Accumulating research suggests that the best possible treatments for cancer will not simply target and kill cancerous cells but will also work by making the neighboring cells—the so-called tumor microenvironment—behave more normally.
“Most people recognize that cancer is not just a ball of malignant cells. It’s a complex rogue organ,” says Frances Balkwill, Ph.D., professor of cancer biology at Barts Cancer Institute, Queen Mary University of London. “At least half the tumor isn’t made up of malignant cells at all. It’s all the other cells of the host, particularly immune system cells, fibroblasts, and blood vessel cells, that are recruited and often corrupted by the malignant cells to help the tumor itself grow and spread.”
Dr. Balkwill and her group study the role of tumor microenvironment signaling proteins—cytokines and chemokines—in human high-grade serous ovarian cancer.
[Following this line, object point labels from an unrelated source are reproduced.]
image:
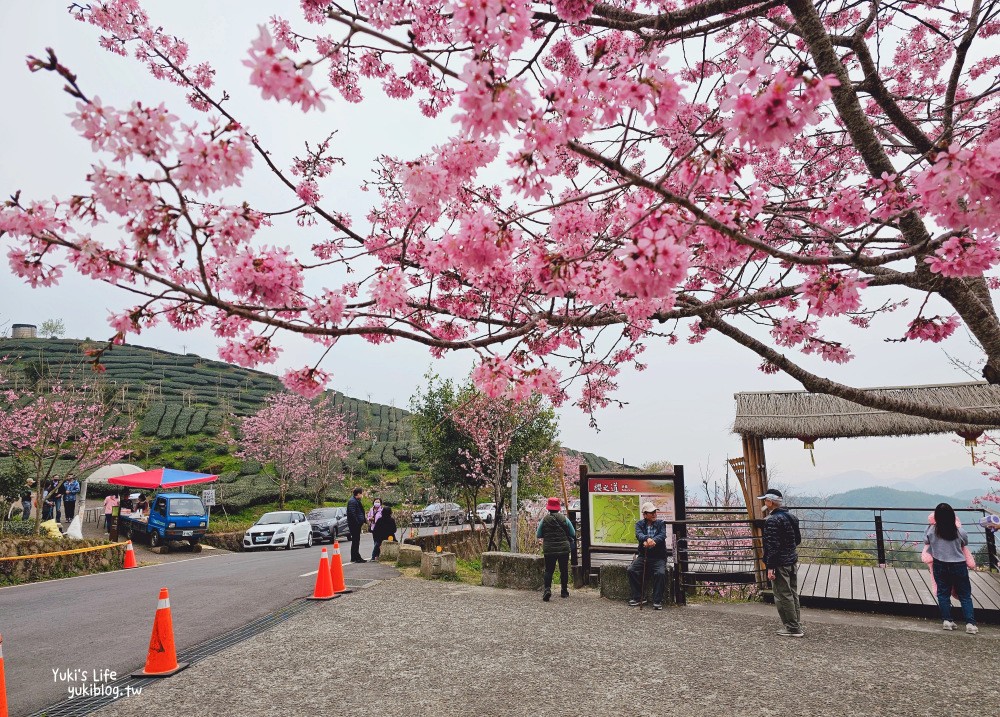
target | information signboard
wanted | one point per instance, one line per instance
(615, 505)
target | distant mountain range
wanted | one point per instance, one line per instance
(958, 484)
(897, 524)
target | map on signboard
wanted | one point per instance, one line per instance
(613, 517)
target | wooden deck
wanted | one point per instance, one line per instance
(905, 591)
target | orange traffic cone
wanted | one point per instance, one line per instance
(161, 661)
(337, 571)
(324, 588)
(3, 684)
(129, 555)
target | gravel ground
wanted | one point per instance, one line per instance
(444, 648)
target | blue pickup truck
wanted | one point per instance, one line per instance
(172, 517)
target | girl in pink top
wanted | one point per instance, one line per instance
(109, 504)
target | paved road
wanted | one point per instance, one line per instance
(433, 648)
(104, 620)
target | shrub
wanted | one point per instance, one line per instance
(250, 467)
(198, 421)
(166, 429)
(151, 422)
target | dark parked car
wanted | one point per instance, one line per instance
(329, 524)
(440, 514)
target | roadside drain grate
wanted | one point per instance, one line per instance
(79, 706)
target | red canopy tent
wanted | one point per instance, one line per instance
(162, 479)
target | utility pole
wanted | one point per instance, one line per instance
(513, 507)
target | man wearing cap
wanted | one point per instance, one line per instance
(781, 535)
(651, 561)
(27, 498)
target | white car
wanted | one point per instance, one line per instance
(279, 529)
(486, 512)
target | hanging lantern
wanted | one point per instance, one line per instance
(971, 439)
(809, 443)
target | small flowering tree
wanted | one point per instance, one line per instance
(503, 431)
(605, 175)
(60, 430)
(296, 441)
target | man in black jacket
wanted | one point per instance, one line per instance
(781, 535)
(355, 519)
(651, 558)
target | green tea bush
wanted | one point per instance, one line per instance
(151, 421)
(166, 429)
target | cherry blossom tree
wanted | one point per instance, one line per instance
(608, 175)
(60, 430)
(502, 431)
(296, 441)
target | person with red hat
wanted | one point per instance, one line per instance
(554, 533)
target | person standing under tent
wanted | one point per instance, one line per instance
(555, 532)
(355, 519)
(651, 560)
(781, 536)
(945, 542)
(69, 500)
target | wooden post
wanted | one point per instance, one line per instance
(755, 470)
(879, 541)
(584, 527)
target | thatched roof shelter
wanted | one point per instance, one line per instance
(798, 414)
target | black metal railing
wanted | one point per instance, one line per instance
(719, 549)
One of their targets is the cytokine receptor interleukin 6 (IL-6), a known tumor promoter.
“We’ve done one small clinical trial, and now we’re back in the lab trying to learn from that clinical trial about how we might use anti-IL-6 in combination with other cancer treatments,” explains Dr. Balkwill. “[We’re exploring the idea of] blocking cancer-related inflammation, which would help other treatments to work.”
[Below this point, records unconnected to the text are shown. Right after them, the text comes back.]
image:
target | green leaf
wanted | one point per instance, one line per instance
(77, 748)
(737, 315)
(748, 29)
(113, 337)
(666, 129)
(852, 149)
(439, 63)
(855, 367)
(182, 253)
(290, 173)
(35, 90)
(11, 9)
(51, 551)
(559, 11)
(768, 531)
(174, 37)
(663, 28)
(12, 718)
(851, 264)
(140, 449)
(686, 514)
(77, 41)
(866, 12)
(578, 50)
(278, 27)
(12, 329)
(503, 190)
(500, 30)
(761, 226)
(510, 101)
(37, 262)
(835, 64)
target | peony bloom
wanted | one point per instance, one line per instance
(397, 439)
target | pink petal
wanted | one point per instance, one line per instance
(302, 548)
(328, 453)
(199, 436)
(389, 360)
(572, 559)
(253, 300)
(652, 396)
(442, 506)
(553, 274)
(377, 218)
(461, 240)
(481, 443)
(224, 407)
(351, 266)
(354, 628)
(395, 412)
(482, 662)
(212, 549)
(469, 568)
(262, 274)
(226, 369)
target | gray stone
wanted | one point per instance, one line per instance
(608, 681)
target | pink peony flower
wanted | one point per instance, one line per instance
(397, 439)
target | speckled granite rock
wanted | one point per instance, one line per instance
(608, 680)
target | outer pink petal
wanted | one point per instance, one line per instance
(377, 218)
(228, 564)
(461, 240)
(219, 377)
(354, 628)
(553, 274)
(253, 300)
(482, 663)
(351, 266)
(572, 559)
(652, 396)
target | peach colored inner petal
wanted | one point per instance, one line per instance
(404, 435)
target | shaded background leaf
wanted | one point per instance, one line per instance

Another target is the chemokine receptor CCR4. “When we use a small molecule or an antibody against CCR4 in mouse models, we find that it seems to switch macrophages from being tumor promoting to being tumor inhibiting, and it has anticancer effects,” notes Dr. Balkwill. This research, which Dr. Balkwill’s lab is carrying out in collaboration with Cancer Research UK and AstraZeneca, is studying the therapeutic potential of a small molecule CCR4 inhibitor. Dr. Balkwill anticipates that the compound will be evaluated next year in a Phase I trial in patients with advanced renal cancer.
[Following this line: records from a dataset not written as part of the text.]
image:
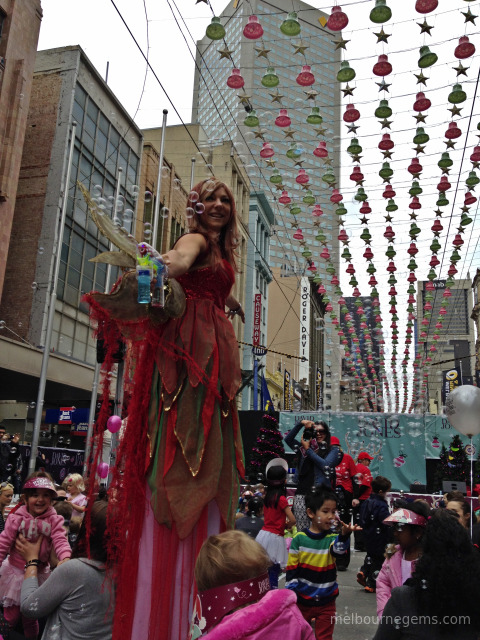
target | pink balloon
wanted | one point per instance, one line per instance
(114, 424)
(102, 469)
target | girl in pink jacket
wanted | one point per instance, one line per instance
(234, 600)
(401, 558)
(35, 518)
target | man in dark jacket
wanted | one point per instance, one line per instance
(373, 512)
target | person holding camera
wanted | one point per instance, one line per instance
(315, 464)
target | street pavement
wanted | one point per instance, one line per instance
(356, 609)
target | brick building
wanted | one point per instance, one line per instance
(19, 29)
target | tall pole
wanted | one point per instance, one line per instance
(96, 372)
(192, 173)
(51, 310)
(156, 209)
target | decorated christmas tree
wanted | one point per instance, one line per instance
(269, 445)
(454, 463)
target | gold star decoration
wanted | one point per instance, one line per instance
(425, 27)
(461, 70)
(311, 94)
(262, 52)
(348, 91)
(382, 36)
(299, 48)
(225, 53)
(383, 86)
(455, 111)
(244, 99)
(421, 79)
(276, 97)
(341, 43)
(469, 17)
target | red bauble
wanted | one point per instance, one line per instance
(351, 114)
(382, 67)
(338, 20)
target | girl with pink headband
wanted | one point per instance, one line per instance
(401, 558)
(35, 518)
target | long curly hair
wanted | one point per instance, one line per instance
(447, 575)
(226, 248)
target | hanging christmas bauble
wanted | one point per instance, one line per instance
(385, 143)
(381, 12)
(253, 29)
(270, 78)
(345, 73)
(444, 184)
(338, 20)
(389, 192)
(267, 152)
(356, 175)
(457, 95)
(469, 198)
(427, 58)
(235, 81)
(382, 67)
(472, 179)
(415, 167)
(251, 120)
(425, 6)
(383, 110)
(314, 117)
(215, 30)
(464, 49)
(475, 157)
(445, 161)
(305, 78)
(302, 177)
(351, 114)
(290, 26)
(283, 120)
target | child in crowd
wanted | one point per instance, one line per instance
(231, 572)
(277, 515)
(252, 521)
(311, 570)
(409, 528)
(376, 535)
(75, 487)
(37, 517)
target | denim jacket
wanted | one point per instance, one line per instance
(331, 460)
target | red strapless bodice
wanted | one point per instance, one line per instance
(209, 283)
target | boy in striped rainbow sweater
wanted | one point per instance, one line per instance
(311, 569)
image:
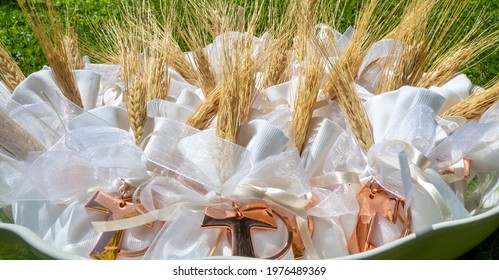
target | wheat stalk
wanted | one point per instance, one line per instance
(206, 111)
(408, 67)
(10, 73)
(237, 79)
(474, 105)
(15, 140)
(51, 40)
(70, 42)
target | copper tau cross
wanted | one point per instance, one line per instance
(240, 222)
(108, 244)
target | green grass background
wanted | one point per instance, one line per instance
(18, 39)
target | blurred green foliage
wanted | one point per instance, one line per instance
(19, 40)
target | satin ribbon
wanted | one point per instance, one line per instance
(417, 164)
(282, 198)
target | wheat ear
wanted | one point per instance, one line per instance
(474, 105)
(10, 73)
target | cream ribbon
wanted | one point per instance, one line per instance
(417, 164)
(282, 198)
Besides this work, Dr. Balkwill’s group is also trying to build a completely human tumor model. “We are deconstructing the tumor microenvironment of peritoneal metastasis of high-grade serous ovarian cancer,” explains Dr. Balkwill. “We are trying to rebuild as much as we can of that microenvironment in a way that uses stem cell biology, tissue engineering, and biomechanics in a multidisciplinary project.”